"The response is just as emotionally draining as the action itself"IZZY THOMAS

What struck me the most about the media lynching of Megan Markle and the murder of Sarah Everard is that we’re never dealing with just the event. In our media saturated age, we’re forced to experience everything in double: the action and the reaction, the news and the response. I’m now beginning to realise that the response is just as emotionally draining as the action itself.

When another social justice movement bursts into the foreground, my fingers are scrolling to find the right infographic, signing petitions and attempting to unsee the responses of racist gas-lighters / “not-all-men”-ers / Tory trolls. The pressure to engage looms over me, especially because I’m 1) Black, 2) a woman, 3) a Black woman, and 4) a HSPS-er, which is a socio-political identity in its own right. The seemingly infinite hours of lectures and essay reading probably prompt my hate for the reductionism of Instagram pages titled “slacktivist” and “stuffyoushouldcareabout”, which amalgamate information about diverse strands of activism and incidents of injustice. Movements from Black Lives Matter to climate change should be worth more than just “stuff” that, once known to the white liberal conscience, are honoured with a few Instagram stories - stories that only last 24 hours. However, I get the rationale behind following these pages as they provide accessible knowledge about activism, which can be exhausting to keep up with.

“I realised on my walk that I can never really log off”

After Sarah Everard’s murder, I felt drained being confronted with the reality of violence against women. I also felt drained trying to be ‘woke’, so I deleted social media for a while and went on a walk. Of course, patriarchy and racism still rage on outside of my screen. An ingrained and rightly placed fear of men still forced me to keep my distance from them. I still tried to look tough but not too tough because, you know, I’m Black and I don’t want to seem like a danger. Maybe I should lower my hood. I wondered for a bit if that was the reason why a white lady kept swivelling to grimace at me the other day. No, I’m overthinking it. Then I remembered another old white lady who speed walked away from me back home, mumbling “Oh dear. Oh dear”. What could a 5′ 1” Year 9 girl do to warrant such a response? I realised that I was wearing the same long black jacket and same raised hood. The fact of my Blackness soon dawned on me.

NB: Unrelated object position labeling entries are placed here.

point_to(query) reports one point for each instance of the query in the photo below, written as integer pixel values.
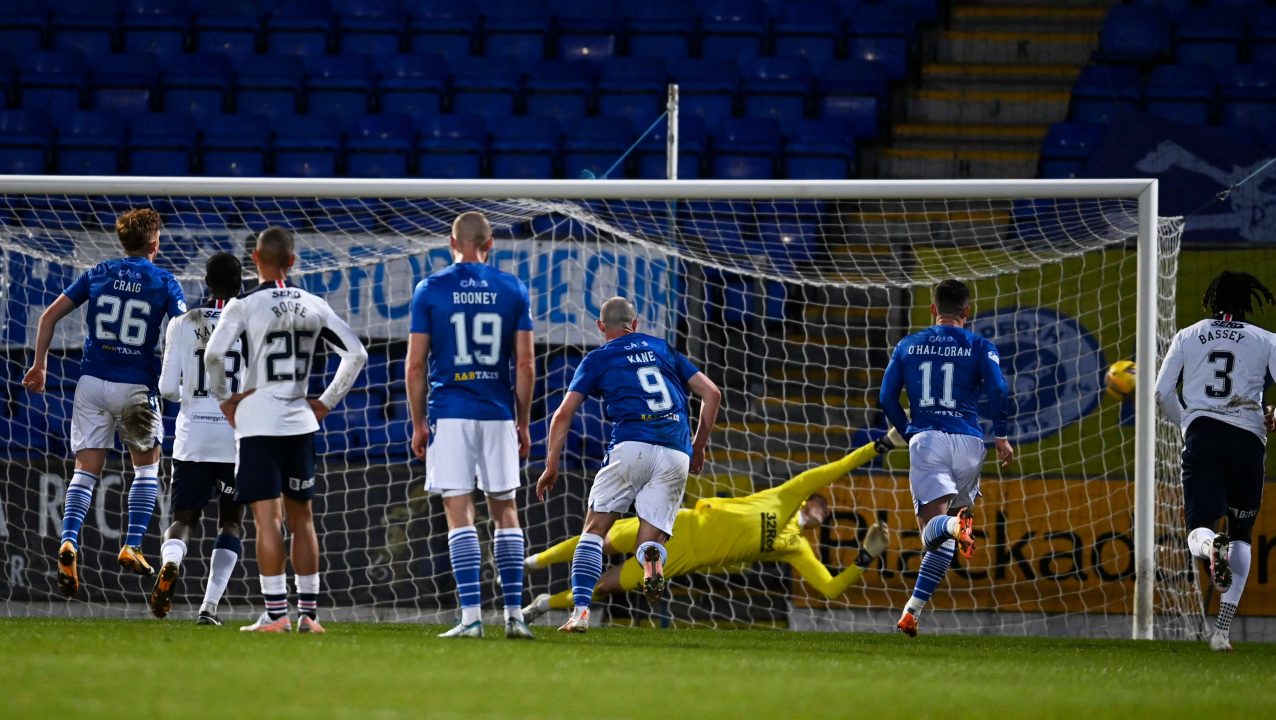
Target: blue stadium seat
(89, 143)
(1182, 93)
(733, 28)
(300, 27)
(198, 83)
(447, 27)
(1103, 91)
(812, 30)
(485, 86)
(306, 146)
(414, 84)
(525, 147)
(162, 143)
(559, 88)
(451, 146)
(633, 87)
(156, 26)
(23, 26)
(379, 146)
(24, 141)
(54, 79)
(340, 84)
(1135, 33)
(821, 150)
(707, 88)
(370, 27)
(269, 84)
(235, 146)
(660, 30)
(124, 82)
(593, 144)
(777, 88)
(230, 28)
(88, 26)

So many posts circulating at the time of Sarah Everard’s death mentioned that women often have to make themselves look threatening in order to stay safe at night. Whilst true, it seemed sort of disparate to the conflicting ways I perform race and gender daily by having to straddle being invulnerable to men and a threat to white people. I’m deeply aware of my limited ability to be read as innocent in the first place, given that it belongs to the domain of white femininity. Black women are not afforded innocence.

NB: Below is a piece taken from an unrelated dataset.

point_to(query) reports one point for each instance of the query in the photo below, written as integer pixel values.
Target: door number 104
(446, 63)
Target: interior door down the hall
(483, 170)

“News of social injustice for marginalized people is never really news at all, simply the rehashing of the past”

The collective response to news often pulls me into a reflection of my own life. Perhaps that’s why it’s so exhausting. Something I don’t normally think about, I now have to think about. In this sense, news of social injustice for marginalized people is never really news at all, simply the rehashing of the past. Thus, opening Instagram often feels like I’m being bombarded with information I already know. Why am I being told that the UK is racist and that women suffer disproportionate violence? I already know! Yet my annoyance that the mainstream media has suddenly woken up is always accompanied with an impulse to speak up too.

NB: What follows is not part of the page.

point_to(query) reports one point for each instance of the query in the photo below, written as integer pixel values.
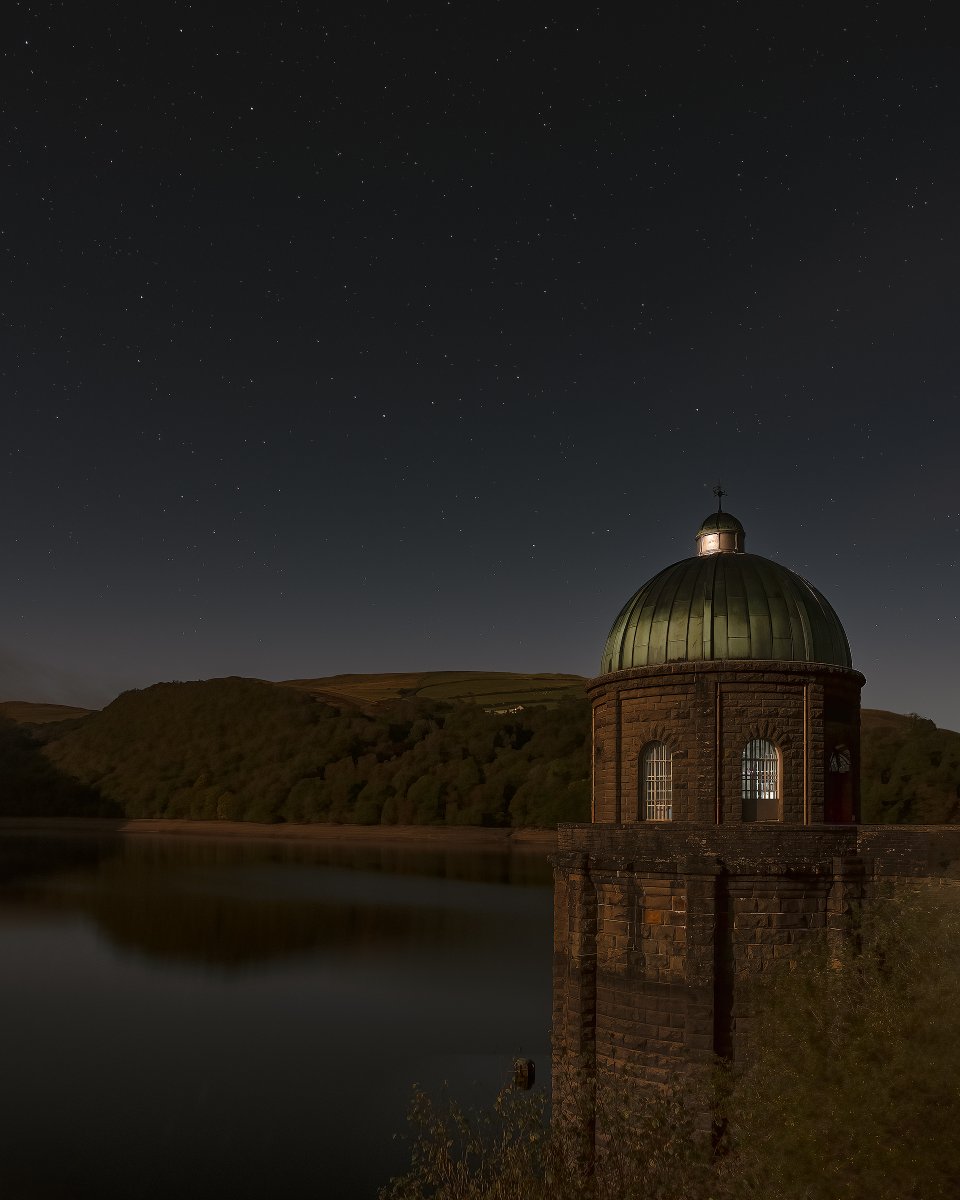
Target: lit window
(760, 774)
(658, 783)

I do sometimes wonder if I’m a part of this problem of exhaustion by contributing to the clamour of our generation’s social media activism. I never stop going on about the various ‘isms’, continually drawing from the bottomless bag of “As-a-Black-Woman™” experiences and making everything political.


Mountain View

A search to rediscover my voice as an activist

See-sawing between engaging or not engaging with social media activism, I realised on my walk that I can never really “log off”. Patriarchy and racism are out there in the real world. It simply waits for me to step outside with my hood up or walk alone into a winding, desolate path to be followed by a man who only leaves when I reach home. I have to say something, anything, because to disengage is a privilege. Activism is never not an option, even when I’m exhausted. This may sound somewhat pessimistic. Journaling and bubble baths will never make being targeted by oppressive systems, and having to fight against them, any less draining. However, there is a reason why I log back on at the end of the day and that’s because the clamour for social justice reminds me that people care about social justice. Petitions and spreading awareness work, even if only to a limited degree. The outcomes of social media activism are worth any feeling of tiredness.

For that reason, I don’t think I’m hanging up my social justice warrior mantle anytime soon. I recently said to a friend that the amount of reposting and petition-linking I do at this point warrants reparations. I joke about how wokeness amounts to the exploitation of Black intellectual labour but at the same time, I realise that it is labour and being exhausted is a permanent condition for most Black women. So, although we can never truly disengage, I encourage you to take a break every now and then. And if you really don’t want to feel drained when navigating online spaces, I’d recommend staying far away from the Daily Mail comment section.